# Best tracking app?



## Smokeyhorse (Nov 25, 2013)

Any recommendations for apps? Thanks
_Posted via Mobile Device_


----------



## Eole (Apr 19, 2013)

I use MotionX. Easy to use GPS, maps, waypoints, tracking distance, speed, elevation and recording your rides. It's not specific to horseback riding. Cheap (1.99$)

Only down side, it drains the phone battery and since I ride alone, my phone has to work in an emergency. So I have a Garmin for recording my ride. I open MotionX only if I get lost, as a back up for mapping my position.

I know a lot of riders use Endomondo.


----------



## TheOtherHorse (Aug 5, 2012)

I use Map My Ride (free app on my Android)
I used to use Endomondo until I discovered that it was usually coming up nearly 10% short for total miles.


----------



## TrailDustMelody (Jun 23, 2013)

I also use MotionX, along with a high-capacity battery pack case. It works really well for me.


----------



## Houston (Apr 15, 2012)

I use Endomondo. Very convenient! For iPhone or Droids, and has a website you can use along with the app.


----------



## ALegUp (Sep 26, 2013)

I use EquiTrack. Made specifically for horseback riding. I really only use the 'freestyle' option because I don't tend to use it during arena work. (Though it does have training programs preprogrammed if you are working on your flat work in the arena).

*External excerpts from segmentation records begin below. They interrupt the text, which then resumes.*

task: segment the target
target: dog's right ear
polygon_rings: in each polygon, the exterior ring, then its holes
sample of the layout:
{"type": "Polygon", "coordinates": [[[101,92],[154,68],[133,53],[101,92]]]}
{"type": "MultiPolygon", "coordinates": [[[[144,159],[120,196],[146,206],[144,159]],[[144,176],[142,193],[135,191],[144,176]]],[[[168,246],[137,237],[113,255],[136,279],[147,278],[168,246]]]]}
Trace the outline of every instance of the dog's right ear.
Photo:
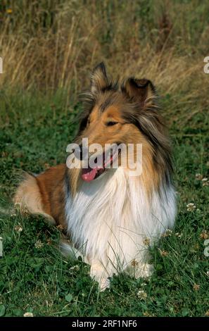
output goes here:
{"type": "Polygon", "coordinates": [[[91,74],[91,93],[96,94],[108,86],[108,79],[105,65],[103,62],[94,68],[91,74]]]}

I like it because I can have multiple horses in my "barn" and it tracks mileage, calories and all sorts of other info for each horse. GPS works and stores all my rides so I can evaluate distance and timing based on multiple variables. And I use it for notes, like when I wormed, or if my horse was feeling off. 

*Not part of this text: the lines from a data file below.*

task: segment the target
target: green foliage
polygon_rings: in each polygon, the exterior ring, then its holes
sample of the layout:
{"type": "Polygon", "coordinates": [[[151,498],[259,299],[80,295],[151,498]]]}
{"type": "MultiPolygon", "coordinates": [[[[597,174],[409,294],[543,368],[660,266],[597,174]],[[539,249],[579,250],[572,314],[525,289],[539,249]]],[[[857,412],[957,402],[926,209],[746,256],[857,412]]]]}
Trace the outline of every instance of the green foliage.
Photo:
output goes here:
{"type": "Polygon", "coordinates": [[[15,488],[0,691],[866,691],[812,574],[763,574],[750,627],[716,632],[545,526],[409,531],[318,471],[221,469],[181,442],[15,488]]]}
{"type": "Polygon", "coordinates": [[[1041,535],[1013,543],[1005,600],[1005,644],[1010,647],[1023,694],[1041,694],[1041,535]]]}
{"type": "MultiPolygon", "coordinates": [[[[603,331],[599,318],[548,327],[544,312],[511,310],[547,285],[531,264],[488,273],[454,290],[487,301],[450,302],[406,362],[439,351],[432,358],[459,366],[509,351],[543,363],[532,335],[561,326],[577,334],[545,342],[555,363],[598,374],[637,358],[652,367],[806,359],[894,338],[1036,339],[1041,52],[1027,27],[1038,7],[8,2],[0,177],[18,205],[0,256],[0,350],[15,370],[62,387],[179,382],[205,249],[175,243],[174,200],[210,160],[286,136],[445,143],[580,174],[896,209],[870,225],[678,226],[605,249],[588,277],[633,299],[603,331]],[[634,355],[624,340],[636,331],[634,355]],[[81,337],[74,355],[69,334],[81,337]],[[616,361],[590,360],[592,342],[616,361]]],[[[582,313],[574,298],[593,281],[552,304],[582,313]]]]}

I have it linked to my calendar so it saves my rides and timing and I can take a quick glance of my progress.

It's around $5 on iTunes.
_Posted via Mobile Device_


----------



## prairiewindlady (Sep 20, 2011)

I used to use Endomondo but it drained my battery something fierce and was always losing signal. So I switched to Runkeeper. They don't have a setting specifically for horseback riding, so I just set it to "other". So far it has worked great for us! I am able to save notes at the end of the ride to indicate which horse I rode and how it went 
_Posted via Mobile Device_


----------



## Zexious (Aug 2, 2013)

AL-Thanks for posting! I think I'll have to purchase that one :O

prairiewindlady-This is off topic, but I just had to say the bridle in your avatar is bomb xD <3


----------



## quinn (Nov 8, 2013)

Any for windows phone users? 
_Posted via Mobile Device_


----------